Robert McHenry has been a vocal critic of Wikipedia, the open source online encyclopedia. In his latest article, he points out several problems with the Wikipedia concept.

The first is that people are malicious, but the normal social disincentives against acting out of malice do not function with the present Wikipedia setup. This is because the authors and editors of Wikipedia articles effectively enjoy complete anonymity. McHenry describes the Seigenthaler libel as the two-by-four that ought to have gotten the donkey's attention, but Wikipedia's response was astonishingly tepid, consisting only of removal of the libelous article and institution of a new requirement that authors of new articles register with Wikipedia. This registration process is almost entirely cosmetic, providing no guarantee that the registree can actually be identified, and there are still no controls at all over who edits existing articles.

I am not a lawyer, but I don't think you have to be one to understand the potential legal liability that Wikipedia is setting itself up for.

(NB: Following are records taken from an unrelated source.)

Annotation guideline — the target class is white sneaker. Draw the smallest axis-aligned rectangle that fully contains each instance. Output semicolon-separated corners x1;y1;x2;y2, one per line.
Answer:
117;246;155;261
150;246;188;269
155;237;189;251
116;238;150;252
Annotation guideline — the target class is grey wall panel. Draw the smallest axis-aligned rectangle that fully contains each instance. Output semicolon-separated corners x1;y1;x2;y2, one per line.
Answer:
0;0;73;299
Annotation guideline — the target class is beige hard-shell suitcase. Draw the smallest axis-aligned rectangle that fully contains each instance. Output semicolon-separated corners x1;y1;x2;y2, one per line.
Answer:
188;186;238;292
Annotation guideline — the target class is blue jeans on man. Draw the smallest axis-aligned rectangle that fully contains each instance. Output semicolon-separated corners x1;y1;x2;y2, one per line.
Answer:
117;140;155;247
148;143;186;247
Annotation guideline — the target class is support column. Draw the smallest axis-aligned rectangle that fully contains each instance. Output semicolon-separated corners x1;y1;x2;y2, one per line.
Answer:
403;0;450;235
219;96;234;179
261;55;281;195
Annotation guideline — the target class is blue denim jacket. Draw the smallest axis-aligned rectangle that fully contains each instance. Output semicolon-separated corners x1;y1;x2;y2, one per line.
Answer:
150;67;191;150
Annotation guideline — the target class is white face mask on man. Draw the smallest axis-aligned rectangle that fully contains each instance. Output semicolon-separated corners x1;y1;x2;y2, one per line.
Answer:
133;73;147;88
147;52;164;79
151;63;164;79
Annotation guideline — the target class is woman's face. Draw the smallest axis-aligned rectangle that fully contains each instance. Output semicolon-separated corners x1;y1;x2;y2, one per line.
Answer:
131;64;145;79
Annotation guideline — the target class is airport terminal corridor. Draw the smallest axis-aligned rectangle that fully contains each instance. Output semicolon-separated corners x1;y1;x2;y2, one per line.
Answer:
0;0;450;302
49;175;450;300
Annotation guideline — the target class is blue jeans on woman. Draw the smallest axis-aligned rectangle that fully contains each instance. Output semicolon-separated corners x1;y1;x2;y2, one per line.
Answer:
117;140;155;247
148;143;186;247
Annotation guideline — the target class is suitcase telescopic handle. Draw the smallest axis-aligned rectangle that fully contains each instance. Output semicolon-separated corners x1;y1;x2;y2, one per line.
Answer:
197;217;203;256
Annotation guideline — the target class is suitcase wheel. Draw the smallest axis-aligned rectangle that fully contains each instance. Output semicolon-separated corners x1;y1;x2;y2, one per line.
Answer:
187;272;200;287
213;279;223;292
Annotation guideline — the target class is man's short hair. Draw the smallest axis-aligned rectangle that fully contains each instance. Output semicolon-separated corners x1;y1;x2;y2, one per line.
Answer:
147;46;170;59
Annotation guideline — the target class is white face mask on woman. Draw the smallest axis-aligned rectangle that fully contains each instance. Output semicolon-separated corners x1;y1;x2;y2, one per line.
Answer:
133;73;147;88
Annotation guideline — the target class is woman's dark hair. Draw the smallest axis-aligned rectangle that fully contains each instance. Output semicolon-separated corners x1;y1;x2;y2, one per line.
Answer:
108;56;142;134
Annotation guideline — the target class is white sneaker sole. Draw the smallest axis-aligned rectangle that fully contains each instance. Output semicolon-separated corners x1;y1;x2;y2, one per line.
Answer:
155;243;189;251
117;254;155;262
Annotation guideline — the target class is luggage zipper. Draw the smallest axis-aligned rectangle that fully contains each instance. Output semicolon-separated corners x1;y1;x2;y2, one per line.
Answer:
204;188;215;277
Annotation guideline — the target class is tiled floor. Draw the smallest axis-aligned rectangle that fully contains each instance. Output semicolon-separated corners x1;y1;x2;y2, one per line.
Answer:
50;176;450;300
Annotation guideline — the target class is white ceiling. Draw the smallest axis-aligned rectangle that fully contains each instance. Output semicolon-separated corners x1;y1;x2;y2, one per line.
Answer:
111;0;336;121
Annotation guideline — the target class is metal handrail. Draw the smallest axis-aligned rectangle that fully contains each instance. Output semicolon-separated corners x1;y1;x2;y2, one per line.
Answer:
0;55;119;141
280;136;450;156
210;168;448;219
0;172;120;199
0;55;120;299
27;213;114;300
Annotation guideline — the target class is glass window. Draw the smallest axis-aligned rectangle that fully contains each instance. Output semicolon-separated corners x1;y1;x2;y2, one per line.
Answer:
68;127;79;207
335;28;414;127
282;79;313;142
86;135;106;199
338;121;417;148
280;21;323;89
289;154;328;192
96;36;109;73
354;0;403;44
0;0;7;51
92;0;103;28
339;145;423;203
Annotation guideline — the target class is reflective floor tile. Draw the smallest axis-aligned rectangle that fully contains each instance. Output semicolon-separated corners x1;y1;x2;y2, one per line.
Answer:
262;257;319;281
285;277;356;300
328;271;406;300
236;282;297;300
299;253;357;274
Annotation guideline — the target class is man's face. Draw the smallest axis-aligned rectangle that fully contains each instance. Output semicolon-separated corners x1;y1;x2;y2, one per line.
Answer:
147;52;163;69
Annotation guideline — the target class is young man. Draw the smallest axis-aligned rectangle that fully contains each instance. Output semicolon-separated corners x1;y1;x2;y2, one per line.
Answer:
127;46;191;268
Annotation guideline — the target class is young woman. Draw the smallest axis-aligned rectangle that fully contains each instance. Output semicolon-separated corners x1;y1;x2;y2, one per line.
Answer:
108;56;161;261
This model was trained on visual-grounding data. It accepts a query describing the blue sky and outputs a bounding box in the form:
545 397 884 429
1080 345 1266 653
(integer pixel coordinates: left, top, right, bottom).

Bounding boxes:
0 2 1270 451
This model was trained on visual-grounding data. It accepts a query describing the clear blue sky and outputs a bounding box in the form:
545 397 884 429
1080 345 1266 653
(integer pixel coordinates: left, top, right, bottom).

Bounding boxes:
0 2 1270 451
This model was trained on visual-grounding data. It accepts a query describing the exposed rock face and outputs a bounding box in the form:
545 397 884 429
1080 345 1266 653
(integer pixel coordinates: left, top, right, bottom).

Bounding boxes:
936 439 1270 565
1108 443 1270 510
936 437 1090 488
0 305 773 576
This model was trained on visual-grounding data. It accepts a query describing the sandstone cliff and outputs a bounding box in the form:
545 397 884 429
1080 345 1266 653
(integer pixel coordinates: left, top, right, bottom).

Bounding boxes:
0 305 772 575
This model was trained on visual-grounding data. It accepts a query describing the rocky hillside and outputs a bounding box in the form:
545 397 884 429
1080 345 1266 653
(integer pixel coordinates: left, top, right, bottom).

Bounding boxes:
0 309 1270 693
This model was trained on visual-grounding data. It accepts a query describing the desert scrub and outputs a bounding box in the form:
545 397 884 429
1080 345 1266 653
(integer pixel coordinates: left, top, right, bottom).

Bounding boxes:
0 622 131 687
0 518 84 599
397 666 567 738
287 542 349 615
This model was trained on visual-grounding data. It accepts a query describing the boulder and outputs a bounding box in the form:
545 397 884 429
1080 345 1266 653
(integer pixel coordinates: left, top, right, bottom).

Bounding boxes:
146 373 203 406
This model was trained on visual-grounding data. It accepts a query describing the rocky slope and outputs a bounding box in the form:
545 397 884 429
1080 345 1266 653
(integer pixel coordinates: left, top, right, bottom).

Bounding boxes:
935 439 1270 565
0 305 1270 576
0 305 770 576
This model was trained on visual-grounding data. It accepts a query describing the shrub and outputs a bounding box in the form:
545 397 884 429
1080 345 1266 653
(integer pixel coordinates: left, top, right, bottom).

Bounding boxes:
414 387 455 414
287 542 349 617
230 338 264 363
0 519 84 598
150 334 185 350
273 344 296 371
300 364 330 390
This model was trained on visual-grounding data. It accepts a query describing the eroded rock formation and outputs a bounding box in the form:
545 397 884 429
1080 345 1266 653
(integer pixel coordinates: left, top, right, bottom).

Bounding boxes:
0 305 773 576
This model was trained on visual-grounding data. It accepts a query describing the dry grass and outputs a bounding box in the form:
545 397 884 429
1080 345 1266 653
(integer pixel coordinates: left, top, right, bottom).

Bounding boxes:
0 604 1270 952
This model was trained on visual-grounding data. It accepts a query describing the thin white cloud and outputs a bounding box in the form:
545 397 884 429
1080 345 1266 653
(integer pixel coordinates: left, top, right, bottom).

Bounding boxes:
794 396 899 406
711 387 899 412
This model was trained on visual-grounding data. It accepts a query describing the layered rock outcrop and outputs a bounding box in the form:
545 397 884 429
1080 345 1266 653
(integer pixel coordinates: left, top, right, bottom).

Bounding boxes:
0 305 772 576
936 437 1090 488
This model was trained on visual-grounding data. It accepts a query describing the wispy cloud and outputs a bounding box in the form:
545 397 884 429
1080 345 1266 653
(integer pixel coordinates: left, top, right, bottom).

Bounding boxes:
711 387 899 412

Up to now, the courts have been hesitant to hold Internet service providers and the sponsors of bulletin boards, blogs, and other discussion forums responsible for libelous comments posted by visitors. The sponsors of Wikipedia have tried to claim the same protection, but I find it difficult to believe that the courts will shrug off repeated libels at a site claiming to be the premier free online encyclopedia if the best defense offered is the very weak claim that authors and editors of articles are "visitors." Wikipedia's head-in-the-sand attitude, if not changed, almost guarantees a devastating legal verdict against the site sooner or later. If repeated libels prove impossible to redress because those responsible are impossible to identify, then the court may well rule Wikipedia a public nuisance and order the site shut down.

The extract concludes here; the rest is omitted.